Congenital heart disease is the most common congenital malformation and causes the highest morbidity. A study of the incidence of congenital heart disease in hospital live births in Bangladesh found it to be 25 per 1000 live births [4]. Studies have shown that 3.9 out of every 1,000 births in India suffer from coronary artery disease [1,6-8]. In Pakistan, the incidence is 4/1000 live births [9]. A global analysis of incidence studies showed a consensus of 8–10 per 1000 live births. In our study, the predominantly male sex was determined (Figure 1). This was also observed in other studies [1-4, 10].  Most cases in this study fall in the 1-month-old to 1-year-old group (Figure. 2). In other studies, in most cases, the first saw a doctor in the first year of life. Studies by Nazma et al., Burki et al., and Khalil et al. showed similar results [2,11-12]. About the pattern of disease, the most common disease was ASD (15.16%), followed by VSD (13.63%) and PDA (12.13%). In Bangladesh, ASD was found as the commonest cyanotic lesion in other studies also13. Among cyanotic heart diseases, TOF (3.03%) was the most common even on that single day which correlates with other studies in India, Pakistan, and other countries [1-2,4,13,14].

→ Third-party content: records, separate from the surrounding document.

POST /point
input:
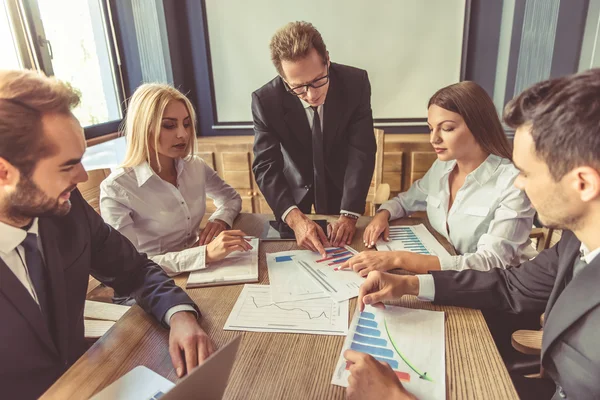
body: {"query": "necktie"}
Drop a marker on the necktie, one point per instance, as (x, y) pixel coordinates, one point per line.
(318, 165)
(37, 271)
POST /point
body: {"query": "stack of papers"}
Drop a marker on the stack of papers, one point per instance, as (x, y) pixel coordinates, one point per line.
(237, 267)
(408, 340)
(415, 238)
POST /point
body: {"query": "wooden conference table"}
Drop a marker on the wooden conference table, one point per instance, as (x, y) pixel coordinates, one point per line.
(281, 365)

The most common combination lesion in this 1-day data analysis showed that VSD and PS were the most common combination (6.06%). A similar pattern has been found in other studies [14]. Down syndrome was found to be the most common syndrome in this study, which is consistent with other studies. Medical and catheterization procedures were performed in 10 cases (15.16%), and surgical procedures were performed in 6 cases (9.06%). Other studies have also shown that the current scenario favors intervention over surgery [14]. The reason is that most procedures now give good results and parents always prefer non-surgical procedures for their children. The management plan (VI) was determined according to the patient's specific disease requirements. Most cases, mainly neonates and young children were included in follow-up because simple lesions had time to heal spontaneously. Treatment was offered to patients with heart failure, pulmonary hypertension, and associated chest infections. Cases with previously uncomplicated CHD cured were released from follow-up. Surgical intervention was offered in some severe and complicated cases and suggested in viable cases.

CONCLUSION

The experience of a single day in a busy tertiary care hospital echocardiography laboratory mirrors scenarios observed in different countries over the years. Various cases representing the entire country reveal how cases are managed in a country like Bangladesh. Complex neonatal procedures are referred to neighboring countries, but all types of medical procedures and catheterizations are performed at our facility.